I've seen various engines do tunnels like this, and it does indeed strike me as a pain when it comes to custom map making. The idea of 'removing' patches in the terrain and filling it in with a model is an old one, and has been used in engines to this day. This would work fine for tunnels, seeing as that's pretty much a metaphore for tunnels in real life, however i think for caves it could be handled differently.
Since halo is pretty much all 3ds max, theres no real terrain in the game, just all 3d models, however in Unreal, one would use this technique of filling in the hole in the terrain with a model that resembles the terrain and inevitably leads into a cave. The entirety of the cave would be custom modeled, or a combination of various rock meshes thrown together to look like an enclosed area. In Half Life and Source powered games, this is all handled a little different, i believe the Terrain is generally handled as bsp. You can take blocks of bsp and convert them into an editable mesh, and people have used that for everything from curved walls to destroyed looking bridges, and of course, caves and tunnels. I personally have no expierience with Cry Engine, so i can't say if it handles it differently.

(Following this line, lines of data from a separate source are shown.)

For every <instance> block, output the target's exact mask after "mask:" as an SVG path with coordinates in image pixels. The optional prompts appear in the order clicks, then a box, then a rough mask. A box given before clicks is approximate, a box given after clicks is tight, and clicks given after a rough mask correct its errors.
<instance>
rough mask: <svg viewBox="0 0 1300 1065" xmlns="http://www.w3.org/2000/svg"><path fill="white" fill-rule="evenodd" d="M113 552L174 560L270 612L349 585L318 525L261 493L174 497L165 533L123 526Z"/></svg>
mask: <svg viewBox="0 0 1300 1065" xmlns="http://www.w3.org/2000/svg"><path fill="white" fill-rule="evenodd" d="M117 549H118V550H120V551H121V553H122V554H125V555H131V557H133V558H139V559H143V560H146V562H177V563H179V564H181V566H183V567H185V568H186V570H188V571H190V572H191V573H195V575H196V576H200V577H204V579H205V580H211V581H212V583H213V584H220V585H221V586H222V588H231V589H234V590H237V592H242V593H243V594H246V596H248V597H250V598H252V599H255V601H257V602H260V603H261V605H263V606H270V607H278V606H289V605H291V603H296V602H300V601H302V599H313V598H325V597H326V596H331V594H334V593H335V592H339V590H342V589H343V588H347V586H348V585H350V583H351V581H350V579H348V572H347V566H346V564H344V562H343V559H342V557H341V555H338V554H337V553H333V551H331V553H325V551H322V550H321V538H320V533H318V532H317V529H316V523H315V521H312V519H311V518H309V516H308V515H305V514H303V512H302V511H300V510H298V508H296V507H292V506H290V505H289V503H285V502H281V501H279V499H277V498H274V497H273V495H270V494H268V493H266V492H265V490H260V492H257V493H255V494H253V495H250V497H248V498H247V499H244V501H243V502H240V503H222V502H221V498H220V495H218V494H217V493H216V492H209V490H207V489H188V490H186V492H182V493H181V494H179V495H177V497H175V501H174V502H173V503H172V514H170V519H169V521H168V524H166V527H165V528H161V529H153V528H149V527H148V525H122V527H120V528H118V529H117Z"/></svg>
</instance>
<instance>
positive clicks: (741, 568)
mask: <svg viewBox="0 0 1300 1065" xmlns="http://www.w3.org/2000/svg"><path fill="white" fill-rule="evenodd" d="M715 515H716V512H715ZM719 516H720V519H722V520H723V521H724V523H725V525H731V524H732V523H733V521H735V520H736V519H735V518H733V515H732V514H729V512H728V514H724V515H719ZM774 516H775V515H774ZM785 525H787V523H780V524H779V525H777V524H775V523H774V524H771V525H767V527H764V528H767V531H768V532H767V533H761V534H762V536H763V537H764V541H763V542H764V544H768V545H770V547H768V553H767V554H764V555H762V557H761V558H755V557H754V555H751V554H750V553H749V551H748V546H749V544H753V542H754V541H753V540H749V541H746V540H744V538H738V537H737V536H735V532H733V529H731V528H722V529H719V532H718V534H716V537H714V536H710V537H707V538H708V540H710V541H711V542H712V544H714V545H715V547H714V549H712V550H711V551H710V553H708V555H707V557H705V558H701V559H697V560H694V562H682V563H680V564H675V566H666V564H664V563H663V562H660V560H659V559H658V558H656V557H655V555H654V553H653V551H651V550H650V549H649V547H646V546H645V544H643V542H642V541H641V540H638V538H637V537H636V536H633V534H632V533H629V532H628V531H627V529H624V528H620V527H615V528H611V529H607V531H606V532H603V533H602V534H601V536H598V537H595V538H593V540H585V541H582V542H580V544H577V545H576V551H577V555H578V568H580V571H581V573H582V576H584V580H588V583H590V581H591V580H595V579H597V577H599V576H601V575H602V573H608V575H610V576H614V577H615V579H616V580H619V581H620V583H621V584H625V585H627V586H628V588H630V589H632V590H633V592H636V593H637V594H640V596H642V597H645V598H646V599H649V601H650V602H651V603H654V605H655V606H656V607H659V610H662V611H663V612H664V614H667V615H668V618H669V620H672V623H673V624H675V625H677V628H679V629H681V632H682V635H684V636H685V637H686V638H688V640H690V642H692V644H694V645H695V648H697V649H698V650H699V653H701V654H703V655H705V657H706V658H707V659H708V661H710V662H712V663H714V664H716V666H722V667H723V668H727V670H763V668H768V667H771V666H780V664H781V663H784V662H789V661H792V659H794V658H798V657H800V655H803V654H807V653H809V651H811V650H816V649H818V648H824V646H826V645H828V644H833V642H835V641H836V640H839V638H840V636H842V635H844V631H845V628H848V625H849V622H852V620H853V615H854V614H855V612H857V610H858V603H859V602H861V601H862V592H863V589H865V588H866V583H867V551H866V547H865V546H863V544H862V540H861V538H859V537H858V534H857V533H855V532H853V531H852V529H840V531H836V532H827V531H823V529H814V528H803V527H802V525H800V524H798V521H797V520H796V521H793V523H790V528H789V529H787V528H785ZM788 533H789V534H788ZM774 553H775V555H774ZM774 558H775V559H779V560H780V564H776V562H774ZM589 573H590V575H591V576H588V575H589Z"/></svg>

In short i don't think theres a single engine at the moment that has the capability to making it's own cave, and on another note, what if one were to make a cave or tunnel under water, how would the engine know to place an air bubble down there? Surely somebody will inevitably want to make "Rapture."
As far as ideas to solutions, perhaps if you took some of these heightmaps and applied them to a cylindrical mesh. This could work, perhaps, untill it gets to branching tunnels apart..
Perhaps you could take vectored paths, generate cylinders around them, and then apply height maps to the insides of those. It'd have to use some kind of means of knowing how to unwrap itself i'd suppose, but being an artist, i'm just tossing out ideas, i've little expierience as to the tech that would have to be implimented behind this. I can keep going if you think it's getting somewhere though, i love learning more about the limitations of programming, it helps me gear art more towards being a little more programmer friendly, haha.